Welcome to the Cruelest Day: Tuesday, January 28, 2025, and National Blueberry Pancake Day.  There is no chance that I will get any of these, but I do have a piece of shoofly pie (made by Pennsylvania Amish) for breakfast. It’s the perfect accompaniment to coffee.  Here from Wikipedia is the closest photo I have to celebrate the day—pancakes with blueberry sauce:

SpartacksCompatriot, CC BY-SA 3.0, via Wikimedia Commons

It’s also Rattlesnake Roundup Day, a horrible day on which people collect gazillions of rattlesnakes and then KILL THEM.  This is not good. Here’s a video of the slaughter (warning: cruelty and rattlesnakes getting their heads chopped off. I don’t know how pcople can do this:

And it’s International Lego Day and National Kazoo Day , which has its uses according to Wikipedia:

The kazoo is played professionally in jug bands and comedy music, and by amateurs everywhere. It is among the acoustic instruments developed in the United States, and one of the easiest melodic instruments to play, requiring only the ability to vocalize in tune. In North East England and South Wales, kazoos play an important role in juvenile jazz bands. During Carnival, players use kazoos in the Carnival of Cádiz in Spain and in the corsos on the murgas in Uruguay.

In the Original Dixieland Jass Band 1921 recording of Crazy Blues, what the casual listener might mistake for a trombone solo is actually a kazoo solo by drummer Tony Sbarbaro

Here’s “Crazy Blues” by the Original Dixieland Jass Band from 1921 (yes, “Jass” is the spelling”, can you hear the kazoo solo? I think it starts about 1:10 and continues.

Readers are welcome to mark notable events, births, or deaths on this day by consulting the January 28 Wikipedia page.

Da Nooz:

Let me first retract something I posted the other day: a note that a sex-after-death law had been passed. In Egypt. (It was supposedly allowing a man to have sex with his dead wife for up to six hours after her demise.) The tweet I put up:

Egyptian members of Parliament have denied it, and this appears to have all emanated from a single source.  My bad.

*After Colombia refused to accept U.S. planeloads of deported Colombian migrants, Trump launched a trade war against them. But it never got off the ground before the situation was resolved. (Article is archived here.). Things got pretty hot!

Under threats from President Trump that included steep tariffs, President Gustavo Petro of Colombia has relented and will allow U.S. military planes to fly deportees into the country, after turning two transports back in response to what he called inhumane treatment.

The two leaders had engaged in a war of words on Sunday after Colombia’s move to block Mr. Trump’s use of military aircraft in deporting thousands of unauthorized immigrants.

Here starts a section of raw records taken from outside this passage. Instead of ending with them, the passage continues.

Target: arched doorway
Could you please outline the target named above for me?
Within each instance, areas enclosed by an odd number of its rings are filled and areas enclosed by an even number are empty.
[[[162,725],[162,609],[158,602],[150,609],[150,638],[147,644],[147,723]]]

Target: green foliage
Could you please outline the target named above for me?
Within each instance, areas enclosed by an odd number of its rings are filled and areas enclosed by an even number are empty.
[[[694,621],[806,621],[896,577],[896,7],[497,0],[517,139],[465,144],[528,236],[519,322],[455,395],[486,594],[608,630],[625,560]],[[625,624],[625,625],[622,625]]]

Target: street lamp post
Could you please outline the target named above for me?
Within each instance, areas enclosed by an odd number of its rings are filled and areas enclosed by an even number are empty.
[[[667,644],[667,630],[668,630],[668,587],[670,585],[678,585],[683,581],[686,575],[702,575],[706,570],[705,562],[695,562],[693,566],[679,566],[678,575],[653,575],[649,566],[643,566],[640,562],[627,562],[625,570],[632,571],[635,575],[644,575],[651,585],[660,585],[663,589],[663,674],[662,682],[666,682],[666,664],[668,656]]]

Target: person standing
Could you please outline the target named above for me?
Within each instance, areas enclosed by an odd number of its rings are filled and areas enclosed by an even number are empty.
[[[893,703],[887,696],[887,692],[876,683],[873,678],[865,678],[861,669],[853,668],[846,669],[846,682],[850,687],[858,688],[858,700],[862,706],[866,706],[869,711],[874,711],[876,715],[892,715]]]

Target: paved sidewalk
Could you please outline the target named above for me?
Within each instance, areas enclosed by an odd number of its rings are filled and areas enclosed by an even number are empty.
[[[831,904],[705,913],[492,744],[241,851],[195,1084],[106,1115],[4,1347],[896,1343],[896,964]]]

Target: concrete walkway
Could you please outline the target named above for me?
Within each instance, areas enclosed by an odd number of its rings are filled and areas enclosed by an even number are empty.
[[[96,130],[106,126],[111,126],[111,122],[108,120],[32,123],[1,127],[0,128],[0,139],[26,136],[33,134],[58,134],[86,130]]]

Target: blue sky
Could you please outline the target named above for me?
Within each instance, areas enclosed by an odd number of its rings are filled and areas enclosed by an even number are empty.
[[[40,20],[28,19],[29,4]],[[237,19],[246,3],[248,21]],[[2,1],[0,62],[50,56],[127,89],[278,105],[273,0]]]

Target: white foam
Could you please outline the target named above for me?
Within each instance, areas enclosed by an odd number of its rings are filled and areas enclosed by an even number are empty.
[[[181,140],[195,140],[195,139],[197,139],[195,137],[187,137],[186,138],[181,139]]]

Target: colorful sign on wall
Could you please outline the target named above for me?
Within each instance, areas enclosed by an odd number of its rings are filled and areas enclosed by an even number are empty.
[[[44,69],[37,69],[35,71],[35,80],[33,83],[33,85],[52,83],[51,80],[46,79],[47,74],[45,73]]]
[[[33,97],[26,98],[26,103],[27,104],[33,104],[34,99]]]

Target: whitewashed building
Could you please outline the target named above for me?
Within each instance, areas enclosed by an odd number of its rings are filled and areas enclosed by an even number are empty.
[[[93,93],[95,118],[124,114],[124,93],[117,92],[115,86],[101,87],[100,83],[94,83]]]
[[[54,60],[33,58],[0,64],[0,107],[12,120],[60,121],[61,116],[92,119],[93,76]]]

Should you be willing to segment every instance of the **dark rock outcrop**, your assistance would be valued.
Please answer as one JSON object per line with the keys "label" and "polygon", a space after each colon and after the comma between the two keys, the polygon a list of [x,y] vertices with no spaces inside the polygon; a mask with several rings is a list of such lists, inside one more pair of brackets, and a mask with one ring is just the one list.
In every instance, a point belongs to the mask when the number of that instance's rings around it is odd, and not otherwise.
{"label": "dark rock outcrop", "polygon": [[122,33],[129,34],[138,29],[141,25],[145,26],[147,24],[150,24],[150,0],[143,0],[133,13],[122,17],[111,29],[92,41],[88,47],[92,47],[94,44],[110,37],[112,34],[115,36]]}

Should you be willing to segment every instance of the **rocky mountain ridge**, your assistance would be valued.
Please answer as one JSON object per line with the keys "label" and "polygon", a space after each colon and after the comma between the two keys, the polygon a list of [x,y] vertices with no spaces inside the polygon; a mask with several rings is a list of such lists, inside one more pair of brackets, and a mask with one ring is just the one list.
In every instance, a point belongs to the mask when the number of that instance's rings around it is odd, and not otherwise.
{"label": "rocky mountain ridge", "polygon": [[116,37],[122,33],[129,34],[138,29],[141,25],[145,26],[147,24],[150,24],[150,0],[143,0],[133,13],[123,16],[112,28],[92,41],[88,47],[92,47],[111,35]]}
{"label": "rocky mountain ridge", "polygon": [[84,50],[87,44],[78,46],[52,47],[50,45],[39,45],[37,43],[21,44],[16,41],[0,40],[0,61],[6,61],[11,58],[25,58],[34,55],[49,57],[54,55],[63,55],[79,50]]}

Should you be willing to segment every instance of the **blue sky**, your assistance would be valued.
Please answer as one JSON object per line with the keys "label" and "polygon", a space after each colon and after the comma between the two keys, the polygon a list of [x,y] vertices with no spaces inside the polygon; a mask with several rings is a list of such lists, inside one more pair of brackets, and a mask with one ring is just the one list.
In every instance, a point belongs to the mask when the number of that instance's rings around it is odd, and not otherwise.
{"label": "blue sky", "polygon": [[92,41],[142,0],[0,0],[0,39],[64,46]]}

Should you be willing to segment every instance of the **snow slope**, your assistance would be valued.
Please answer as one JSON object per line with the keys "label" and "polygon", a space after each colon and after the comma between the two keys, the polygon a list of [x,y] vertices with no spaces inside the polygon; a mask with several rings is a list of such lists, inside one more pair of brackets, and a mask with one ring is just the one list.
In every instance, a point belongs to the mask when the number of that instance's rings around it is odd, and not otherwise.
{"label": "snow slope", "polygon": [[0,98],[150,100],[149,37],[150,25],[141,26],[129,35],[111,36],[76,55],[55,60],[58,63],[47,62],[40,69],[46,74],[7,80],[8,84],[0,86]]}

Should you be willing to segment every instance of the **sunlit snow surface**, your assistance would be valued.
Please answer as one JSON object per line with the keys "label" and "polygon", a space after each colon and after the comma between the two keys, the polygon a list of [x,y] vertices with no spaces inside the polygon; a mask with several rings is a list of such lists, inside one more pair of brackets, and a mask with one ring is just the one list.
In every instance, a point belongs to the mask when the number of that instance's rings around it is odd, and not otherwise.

But on Sunday night, the White House released a statement in which it said that because Mr. Petro had agreed to all of its terms, the tariffs and sanctions Mr. Trump had threatened would be “held in reserve.” Other penalties, such as visa sanctions, will remain in effect until the first planeload of deportees has arrived in Colombia, the statement said.

“Today’s events make clear to the world that America is respected again,” it added.

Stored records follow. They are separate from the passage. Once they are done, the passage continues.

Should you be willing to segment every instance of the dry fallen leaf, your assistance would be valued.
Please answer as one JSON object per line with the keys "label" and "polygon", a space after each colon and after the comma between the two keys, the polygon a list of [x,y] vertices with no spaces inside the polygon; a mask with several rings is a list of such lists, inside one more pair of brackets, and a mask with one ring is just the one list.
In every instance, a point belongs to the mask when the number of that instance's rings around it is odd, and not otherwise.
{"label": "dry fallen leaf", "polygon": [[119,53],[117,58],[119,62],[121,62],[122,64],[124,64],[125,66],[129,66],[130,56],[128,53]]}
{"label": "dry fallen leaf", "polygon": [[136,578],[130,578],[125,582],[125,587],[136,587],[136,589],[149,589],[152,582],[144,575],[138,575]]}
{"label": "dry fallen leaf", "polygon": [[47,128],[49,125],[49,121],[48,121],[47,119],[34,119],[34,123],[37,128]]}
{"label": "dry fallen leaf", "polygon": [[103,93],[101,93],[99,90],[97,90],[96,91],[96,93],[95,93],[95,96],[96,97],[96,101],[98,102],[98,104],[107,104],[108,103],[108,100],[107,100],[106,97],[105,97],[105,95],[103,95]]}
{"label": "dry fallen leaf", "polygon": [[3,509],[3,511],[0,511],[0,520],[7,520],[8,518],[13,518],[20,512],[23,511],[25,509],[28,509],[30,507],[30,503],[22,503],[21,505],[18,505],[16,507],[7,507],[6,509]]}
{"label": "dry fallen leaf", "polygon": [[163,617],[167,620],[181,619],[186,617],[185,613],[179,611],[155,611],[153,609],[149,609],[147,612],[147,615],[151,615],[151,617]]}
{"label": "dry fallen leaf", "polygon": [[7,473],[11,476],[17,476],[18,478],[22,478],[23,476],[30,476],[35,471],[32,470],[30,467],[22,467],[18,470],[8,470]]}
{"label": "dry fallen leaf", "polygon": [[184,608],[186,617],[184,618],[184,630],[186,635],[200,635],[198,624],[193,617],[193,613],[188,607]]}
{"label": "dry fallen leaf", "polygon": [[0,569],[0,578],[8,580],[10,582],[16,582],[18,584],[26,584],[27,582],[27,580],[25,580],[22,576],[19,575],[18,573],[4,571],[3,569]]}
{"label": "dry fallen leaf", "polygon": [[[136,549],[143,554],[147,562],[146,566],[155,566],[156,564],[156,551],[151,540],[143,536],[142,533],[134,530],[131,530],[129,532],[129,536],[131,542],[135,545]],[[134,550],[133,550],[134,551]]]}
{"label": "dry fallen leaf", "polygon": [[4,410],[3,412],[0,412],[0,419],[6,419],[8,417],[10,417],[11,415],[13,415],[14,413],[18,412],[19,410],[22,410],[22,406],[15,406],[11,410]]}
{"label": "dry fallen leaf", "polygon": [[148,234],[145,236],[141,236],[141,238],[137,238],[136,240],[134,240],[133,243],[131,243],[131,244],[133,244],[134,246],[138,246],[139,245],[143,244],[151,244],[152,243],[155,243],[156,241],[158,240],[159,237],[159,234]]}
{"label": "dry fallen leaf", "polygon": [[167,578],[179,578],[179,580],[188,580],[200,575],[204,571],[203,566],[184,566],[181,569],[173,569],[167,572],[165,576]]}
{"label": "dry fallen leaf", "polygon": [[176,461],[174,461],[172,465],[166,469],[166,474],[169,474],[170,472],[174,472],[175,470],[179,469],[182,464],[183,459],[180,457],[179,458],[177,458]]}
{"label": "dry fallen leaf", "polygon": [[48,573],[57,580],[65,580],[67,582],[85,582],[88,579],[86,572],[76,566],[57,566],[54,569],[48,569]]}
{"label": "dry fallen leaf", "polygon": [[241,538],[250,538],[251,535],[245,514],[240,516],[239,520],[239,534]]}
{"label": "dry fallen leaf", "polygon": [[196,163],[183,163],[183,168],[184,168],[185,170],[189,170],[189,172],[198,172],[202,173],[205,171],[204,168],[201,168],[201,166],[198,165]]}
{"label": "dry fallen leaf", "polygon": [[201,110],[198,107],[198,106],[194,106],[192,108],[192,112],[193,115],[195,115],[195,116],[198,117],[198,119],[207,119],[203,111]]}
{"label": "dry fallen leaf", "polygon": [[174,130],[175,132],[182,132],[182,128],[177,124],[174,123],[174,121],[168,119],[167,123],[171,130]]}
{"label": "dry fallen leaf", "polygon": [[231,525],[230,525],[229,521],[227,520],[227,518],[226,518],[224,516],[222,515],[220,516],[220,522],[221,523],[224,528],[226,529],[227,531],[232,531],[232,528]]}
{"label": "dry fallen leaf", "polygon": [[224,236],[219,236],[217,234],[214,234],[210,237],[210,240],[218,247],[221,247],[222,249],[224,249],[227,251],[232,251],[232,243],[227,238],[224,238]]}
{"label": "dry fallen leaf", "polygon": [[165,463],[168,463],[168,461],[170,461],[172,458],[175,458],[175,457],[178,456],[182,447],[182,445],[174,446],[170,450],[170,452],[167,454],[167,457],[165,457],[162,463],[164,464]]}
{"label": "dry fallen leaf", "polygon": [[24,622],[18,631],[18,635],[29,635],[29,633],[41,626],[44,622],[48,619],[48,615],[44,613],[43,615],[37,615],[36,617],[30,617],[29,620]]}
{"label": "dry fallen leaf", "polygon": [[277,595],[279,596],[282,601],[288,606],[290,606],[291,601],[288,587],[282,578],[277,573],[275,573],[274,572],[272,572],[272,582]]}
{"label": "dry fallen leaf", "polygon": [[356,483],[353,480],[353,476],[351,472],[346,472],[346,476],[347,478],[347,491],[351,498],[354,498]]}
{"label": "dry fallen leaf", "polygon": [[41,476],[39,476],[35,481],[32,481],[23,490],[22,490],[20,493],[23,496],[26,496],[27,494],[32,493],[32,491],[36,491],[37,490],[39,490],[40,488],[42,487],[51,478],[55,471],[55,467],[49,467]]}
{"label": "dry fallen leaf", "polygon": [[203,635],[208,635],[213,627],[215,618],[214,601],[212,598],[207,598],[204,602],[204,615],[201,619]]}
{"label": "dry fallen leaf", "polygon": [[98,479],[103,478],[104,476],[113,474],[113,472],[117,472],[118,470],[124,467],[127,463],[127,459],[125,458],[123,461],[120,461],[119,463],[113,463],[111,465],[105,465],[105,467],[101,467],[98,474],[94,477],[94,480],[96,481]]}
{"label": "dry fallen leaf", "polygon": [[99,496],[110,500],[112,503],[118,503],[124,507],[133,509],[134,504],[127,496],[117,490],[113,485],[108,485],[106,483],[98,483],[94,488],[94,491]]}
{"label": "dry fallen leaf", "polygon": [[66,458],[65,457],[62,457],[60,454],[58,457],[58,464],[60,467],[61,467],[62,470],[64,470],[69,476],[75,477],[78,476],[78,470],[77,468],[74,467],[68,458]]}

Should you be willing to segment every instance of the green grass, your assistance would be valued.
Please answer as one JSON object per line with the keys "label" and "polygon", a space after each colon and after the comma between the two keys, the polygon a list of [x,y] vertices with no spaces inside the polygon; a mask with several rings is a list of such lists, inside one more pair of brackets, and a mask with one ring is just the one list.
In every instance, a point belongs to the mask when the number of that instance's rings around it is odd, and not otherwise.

Colombia’s foreign ministry released a statement soon afterward that said “we have overcome the impasse with the United States government.” It said the government would accept all deportation flights and “guarantee dignified conditions” for those Colombians on board.

Mr. Petro began the day by announcing that he had turned back U.S. military planes carrying deported immigrants. This set off a furious back and forth with Mr. Trump, who in turn announced a barrage of tariffs and sanctions targeting the country, which has long been a top U.S. ally in Latin America.

Mr. Trump said on social media that the United States would immediately impose a 25 percent tariff on all Colombian imports and would raise them to 50 percent after a week. The Trump administration would also “fully impose” banking and financial sanctions on Colombia, apply a travel ban on Colombian government officials and their associates, and revoke their visas, the president said.

Mr. Petro hit back on social media. In one post, he announced retaliatory tariffs of 25 percent on U.S. imports to Colombia; in another, longer post, he said those tariffs would hit 50 percent.

Directly addressing Mr. Trump, Mr. Petro also questioned whether the American president was trying to topple him.

“You don’t like our freedom, fine,” Mr. Petro said. “I do not shake hands with white enslavers.”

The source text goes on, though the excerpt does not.